Il y avait la foule des grands jours – et même un DJ – pour assister ce matin en gare de Paris Est au départ à 9h55 du premier train à grande vitesse devant relier la capitale à Berlin, via Strasbourg. Une liaison opérée pour la première fois en 8 heures environ, en ICE 3, dans le cadre de la coopération débutée en 2007 entre SNCF Voyageurs et la Deutsche Bahn (DB). Deux heures plus tard, une même rame s’est élancée de la capitale allemande en direction de Paris, l’essentiel du voyage se déroulant outre-Rhin avec des arrêts dans les gares de Francfort Sud et Karlsruhe. Chaque rame peut embarquer 444 passagers, dont 111 en première classe avec des tarifs débutant à 69 euros et à 59€ en 2nde.
Fort de cette liaison quotidienne, les deux compagnies estiment qu’elles sont en mesure de transporter 320 000 passagers sur cet axe stratégique malgré la distance et la durée de voyage. Quelque 75% des billets actuellement vendus concernent d’ailleurs la totalité du parcours. « Huit heures de train, cela peut paraitre long mais nous avons peu hésité avant de lancer ce service face à l’appétence des voyageurs pour le train, pour des raison écologiques notamment, a assuré Jean-Pierre Farandou, le Pdg de la SNCF. Les passagers peuvent voyager 8 heures dès lors que c’est confortable et que nous proposons un bon équipage« . Des agents multilingues des deux compagnies parlant français, allemand et anglais sont ainsi présents à bord de ces rames ICE 3.
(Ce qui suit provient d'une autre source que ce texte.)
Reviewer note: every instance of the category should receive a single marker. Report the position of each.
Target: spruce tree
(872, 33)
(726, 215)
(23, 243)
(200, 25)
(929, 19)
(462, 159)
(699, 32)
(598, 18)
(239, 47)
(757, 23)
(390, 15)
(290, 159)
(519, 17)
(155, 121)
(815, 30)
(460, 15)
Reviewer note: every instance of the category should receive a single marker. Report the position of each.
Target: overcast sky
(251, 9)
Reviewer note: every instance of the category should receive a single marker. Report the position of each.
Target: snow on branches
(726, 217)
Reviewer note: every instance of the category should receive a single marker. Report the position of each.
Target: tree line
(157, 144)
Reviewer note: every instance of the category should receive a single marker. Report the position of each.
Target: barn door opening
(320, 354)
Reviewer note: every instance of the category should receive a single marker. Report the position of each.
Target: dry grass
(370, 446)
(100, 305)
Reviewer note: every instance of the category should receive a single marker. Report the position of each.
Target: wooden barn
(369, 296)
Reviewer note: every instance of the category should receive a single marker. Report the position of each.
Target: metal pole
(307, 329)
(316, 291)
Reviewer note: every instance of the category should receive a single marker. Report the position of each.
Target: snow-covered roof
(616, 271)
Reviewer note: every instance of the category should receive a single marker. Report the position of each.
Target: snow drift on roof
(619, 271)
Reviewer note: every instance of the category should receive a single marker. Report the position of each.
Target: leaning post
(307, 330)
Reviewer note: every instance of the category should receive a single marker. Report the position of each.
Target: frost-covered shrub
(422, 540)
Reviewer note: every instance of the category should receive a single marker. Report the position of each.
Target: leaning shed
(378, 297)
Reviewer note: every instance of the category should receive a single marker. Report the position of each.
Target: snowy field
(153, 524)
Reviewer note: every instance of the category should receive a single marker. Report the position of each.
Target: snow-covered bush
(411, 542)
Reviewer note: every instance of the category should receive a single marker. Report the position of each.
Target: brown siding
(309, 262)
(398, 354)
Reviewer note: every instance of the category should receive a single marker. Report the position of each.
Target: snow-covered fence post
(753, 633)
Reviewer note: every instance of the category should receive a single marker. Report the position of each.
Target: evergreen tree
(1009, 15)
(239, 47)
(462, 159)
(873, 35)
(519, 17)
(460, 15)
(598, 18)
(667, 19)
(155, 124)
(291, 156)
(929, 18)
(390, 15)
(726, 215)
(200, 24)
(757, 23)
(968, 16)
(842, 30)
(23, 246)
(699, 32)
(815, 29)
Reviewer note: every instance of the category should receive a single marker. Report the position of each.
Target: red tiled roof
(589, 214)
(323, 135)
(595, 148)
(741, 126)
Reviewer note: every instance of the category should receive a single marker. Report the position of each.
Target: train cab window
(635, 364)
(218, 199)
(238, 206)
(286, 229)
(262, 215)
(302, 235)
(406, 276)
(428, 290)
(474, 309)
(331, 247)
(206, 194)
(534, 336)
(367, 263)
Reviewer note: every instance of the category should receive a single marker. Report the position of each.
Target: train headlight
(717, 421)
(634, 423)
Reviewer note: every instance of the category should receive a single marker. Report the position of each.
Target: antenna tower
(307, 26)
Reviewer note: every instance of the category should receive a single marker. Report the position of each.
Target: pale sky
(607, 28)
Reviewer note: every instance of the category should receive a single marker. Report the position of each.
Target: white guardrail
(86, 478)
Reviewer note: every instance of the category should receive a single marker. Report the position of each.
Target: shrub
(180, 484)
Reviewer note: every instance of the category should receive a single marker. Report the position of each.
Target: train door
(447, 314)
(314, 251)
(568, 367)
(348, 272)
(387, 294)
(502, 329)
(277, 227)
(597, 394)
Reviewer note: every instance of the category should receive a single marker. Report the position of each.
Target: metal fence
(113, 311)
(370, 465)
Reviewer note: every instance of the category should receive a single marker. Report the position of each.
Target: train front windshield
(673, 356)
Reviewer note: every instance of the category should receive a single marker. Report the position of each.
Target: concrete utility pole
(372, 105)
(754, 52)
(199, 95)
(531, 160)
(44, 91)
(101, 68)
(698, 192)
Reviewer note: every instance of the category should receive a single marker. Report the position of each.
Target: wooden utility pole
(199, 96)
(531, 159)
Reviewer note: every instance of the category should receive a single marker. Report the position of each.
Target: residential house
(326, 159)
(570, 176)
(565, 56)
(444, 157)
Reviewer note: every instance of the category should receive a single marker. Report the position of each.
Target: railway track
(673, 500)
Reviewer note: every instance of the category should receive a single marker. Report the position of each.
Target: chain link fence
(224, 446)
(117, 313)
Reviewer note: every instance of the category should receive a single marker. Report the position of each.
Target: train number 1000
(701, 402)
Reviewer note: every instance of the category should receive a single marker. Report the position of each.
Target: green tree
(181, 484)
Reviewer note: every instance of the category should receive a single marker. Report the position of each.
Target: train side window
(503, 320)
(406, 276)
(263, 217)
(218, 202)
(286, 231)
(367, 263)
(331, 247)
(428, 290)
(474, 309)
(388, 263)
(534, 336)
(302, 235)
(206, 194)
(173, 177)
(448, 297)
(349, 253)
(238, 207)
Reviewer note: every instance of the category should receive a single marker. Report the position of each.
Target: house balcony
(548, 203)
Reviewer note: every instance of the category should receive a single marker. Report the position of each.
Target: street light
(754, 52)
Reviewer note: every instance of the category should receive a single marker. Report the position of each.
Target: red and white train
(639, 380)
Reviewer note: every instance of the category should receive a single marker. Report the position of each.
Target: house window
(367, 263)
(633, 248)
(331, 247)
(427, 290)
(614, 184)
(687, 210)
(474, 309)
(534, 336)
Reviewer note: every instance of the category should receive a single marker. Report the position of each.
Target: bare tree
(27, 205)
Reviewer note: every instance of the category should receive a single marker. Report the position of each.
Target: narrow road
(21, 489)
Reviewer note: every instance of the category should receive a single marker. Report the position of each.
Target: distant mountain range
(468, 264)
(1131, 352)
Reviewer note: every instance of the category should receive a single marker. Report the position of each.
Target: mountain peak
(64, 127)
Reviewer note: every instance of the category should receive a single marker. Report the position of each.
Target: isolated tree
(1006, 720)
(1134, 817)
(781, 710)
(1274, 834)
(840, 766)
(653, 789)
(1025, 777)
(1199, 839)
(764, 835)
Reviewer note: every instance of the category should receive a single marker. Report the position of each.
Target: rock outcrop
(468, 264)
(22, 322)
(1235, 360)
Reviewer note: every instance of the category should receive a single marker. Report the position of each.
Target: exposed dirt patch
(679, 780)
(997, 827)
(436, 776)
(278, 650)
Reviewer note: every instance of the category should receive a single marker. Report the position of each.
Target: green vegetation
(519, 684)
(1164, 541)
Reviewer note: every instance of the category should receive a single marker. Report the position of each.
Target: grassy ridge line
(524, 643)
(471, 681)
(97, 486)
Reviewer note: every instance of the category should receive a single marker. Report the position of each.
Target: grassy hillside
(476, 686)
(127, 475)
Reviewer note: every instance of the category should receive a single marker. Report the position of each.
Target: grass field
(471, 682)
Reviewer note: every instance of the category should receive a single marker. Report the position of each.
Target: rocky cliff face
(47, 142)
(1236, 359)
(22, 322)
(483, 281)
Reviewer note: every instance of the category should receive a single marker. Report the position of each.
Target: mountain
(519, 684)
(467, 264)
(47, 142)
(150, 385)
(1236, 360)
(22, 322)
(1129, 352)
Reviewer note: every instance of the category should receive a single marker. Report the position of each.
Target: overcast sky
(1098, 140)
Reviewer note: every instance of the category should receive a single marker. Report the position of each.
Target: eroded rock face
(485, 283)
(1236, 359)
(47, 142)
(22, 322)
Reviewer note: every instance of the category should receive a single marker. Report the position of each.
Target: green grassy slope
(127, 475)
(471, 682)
Un train direct qui ne fait gagner pour l’instant que 30 minutes
La durée du voyage s’explique notamment par le fait que les trains circulent à 320 km/h en France, mais seulement à 250 km/h côté allemand. Alain Krakovitch, directeur de TGV-Intercités, a précisé que la DB avait eu des difficultés à trouver des sillons pour faire circuler ces deux rames quotidiennes en raison de la densification importante dur réseau ferroviaire allemand. « Nous espérons toutefois pouvoir revoir les horaires l’an prochain afin de faire partir plus tôt l’ICE 3 de Berlin et gagner ainsi de précieuses minutes sur la durée du voyage« , a-t-il précisé. De quoi séduire plus de clients qui seraient actuellement rebutés par les huit heures de trajet. Cette nouvelle liaison directe ne fait en effet actuellement gagner que 20 à 30 minutes par rapport au parcours que les voyageurs effectuaient précédemment avec des correspondances.
La concurrence de l’aérien perdurera
Outre la durée du voyage, les deux partenaires ferroviaires devront batailler face à la concurrence des compagnies aériennes low cost qui affichent des tarifs plus avantageux. Ainsi, pour un aller-retour entre le 22 et le 24 janvier 2025, il en coûte 228 euros en 1ère classe en train (et 768€ en Full Flex Première) contre 114€ avec Easyjet. Outre le confort et le service à bord, Jean-Pierre Farandou estime « qu‘un voyage de centre à centre est un atout compte tenu des acheminements souvent compliqués jusqu’aux aéroports » et du temps perdu passé dans ces plateformes aéroportuaires (enregistrement, contrôles de sécurité…).
Les voyageurs d’affaires disposeront ainsi, selon la compagnie, de longues heures utiles de travail à bord, le trajet entre Strasbourg et Berlin ne durant par exemple « que » 6h15. Et le Pdg de la SNCF de souligner confiant que « les réservations marchent très bien. Nous enregistrons un taux d’occupation supérieurs à 80% sur les premiers trains« . Pour réussir sur la durée face à l’aérien, la DB devra aussi relever le défi de la régularité, un tiers de ses trains longue distance étant arrivé en retard en 2023. Sur ce point également Jean-Pierre Farandou veut rester « confiant« .
Des indemnités en cas de retard
Le challenge est important pour les deux partenaires car en cas de retard les passagers bénéficieront de droits malgré le statut particulier de ce train international. Si le tronçon Paris-Berlin est annulé, ils devront en effet proposer « un réacheminement jusqu’à la gare de destination« , précise le Centre Européen de la Consommation. Si l’ICE affiche un retard supérieur à 1h, le passager aura droit « à une compensation équivalente à 25% du prix du billet et de 50% au-delà de 2h« . La compagnie doit en outre fournir nourriture et boisson dès un retard d’une heure. Si le passager possède une correspondance en gare de Berlin Hbf et que celle-ci est ratée en raison du retard du Paris-Berlin, l’indemnisation ne s’appliquera en revanche que sur le Paris-Berlin et pas sur le second train qui aura été réservé sur le site de la DB et non sur SNCF Connect.